In diesen Nebel laufe ich dann hinein und merke, wie nass alles wird. Meine Haare sammeln die Wassertropfen und auch die zahllosen Spinnweben sind voll davon.
Oben auf dem Berg mache ich erstmal eine Frühstückspause. Da ich am gestrigen Sonntag im einzig geöffneten Supermarkt nur ein Baguette, eine Tafel Schokolade und ein paar gesalzene Erdnüsse bekommen habe, gibt es Baguette mit Schokolade zum Frühstück. Mit einem Rotbuschtee wärme ich mich auf.
Sandra und Kathi kommen in dem Café an, kurz bevor ich weitergehe. Sie erzählen von einer Albergue mit Pool in Barbadelo, in der sie heute einchecken wollen. Ich finde, das klingt gut. Auch, wenn das aktuelle Wetter mit dem feuchten Nebel und Temperaturen um die 6° C sich noch nicht nach Pool anfühlt.
Ich laufe also weiter und treffe, einige Kilometer weiter, in Sarria auf Lara, die gestern Nachmittag noch nach Samos gelaufen ist und dort im Kloster übernachtet hat. Wir trinken zusammen mit Alan Kaffee und Tee und verweilen ein bisschen in der Stadt. Wir warten auf Sandra und Kathi, um den Ort der Übernachtung zu besprechen, aber die beiden kommen nicht an uns vorbei. Dafür taucht Sam auf und wir gehen zu dritt weiter nach Barbadelo. Dort angekommen stellen wir fest, dass es zwar Herbergen mit Küche gibt, aber keinen Supermarkt. Wir versuchen, die Anderen telefonisch zu erreichen, damit sie aus dem 4,5 km entfernten Sarria etwas für das Abendessen mitbringen, erreichen aber nur die Mailbox.
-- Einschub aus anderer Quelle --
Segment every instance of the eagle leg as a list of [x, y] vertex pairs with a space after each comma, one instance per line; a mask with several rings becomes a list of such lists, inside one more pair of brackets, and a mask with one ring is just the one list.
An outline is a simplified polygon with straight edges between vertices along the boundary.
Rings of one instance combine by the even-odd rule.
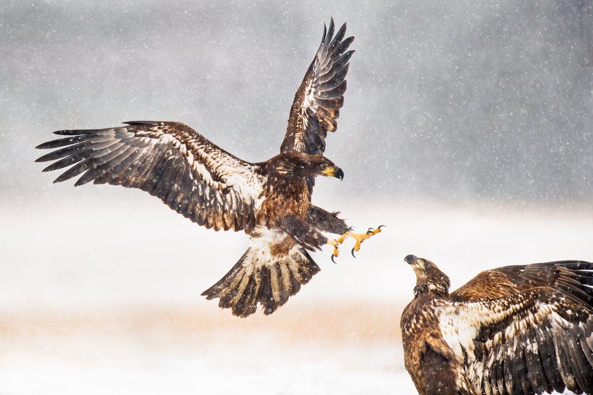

Lara und Sam entscheiden sich in der Albergue Municipal, in der Gemeindeherberge für 6 € zu übernachten. Die gestrige Municipal hat mir gereicht und ich entscheide mich für die Albergue „Casa Barbadelo“ mit Pool für 9 €. Diese hat zwar keine Küche, aber Essen zum Kochen haben wir ja auch nicht. Nach der Dusche höre ich deutsche Stimmen und sehe Steffi, Vit, Meike und Tine. Sie werden in der nächsten Albergue unterkommen und dort Grillen. Sie haben ihrem Reiseführer entnommen, dass es hier keinen Supermarkt gibt und sich Essen aus Sarria mitgebracht. Kurze Zeit später tauchen auch Kathi und Sandra auf. Sie haben ebenfalls eingekauft. Es soll Nudeln mit Tomatensauce geben. Auch sie gehen in die nächste Albergue, stellen dann aber fest, dass es keine Töpfe gibt. Kurz überlegen wir, eine Pizza zu bestellen, aber die Pizzerien im Umkreis liefern nicht. Ich werde also hier im Restaurant der Casa Barbadelo essen und stelle mich gedanklich schon auf Pommes mit Salat ein.
Den Nachmittag verbringe ich am Pool in der Sonne, die genau dann herauskam, also ich dort Platz nahm. Die Schwalben umkreisen den Pool, um sich einen Snack zu fangen. So kann das Pilgerleben also auch sein?! Meine Schmerzen lassen langsam nach und ich kann ein bisschen entspannen.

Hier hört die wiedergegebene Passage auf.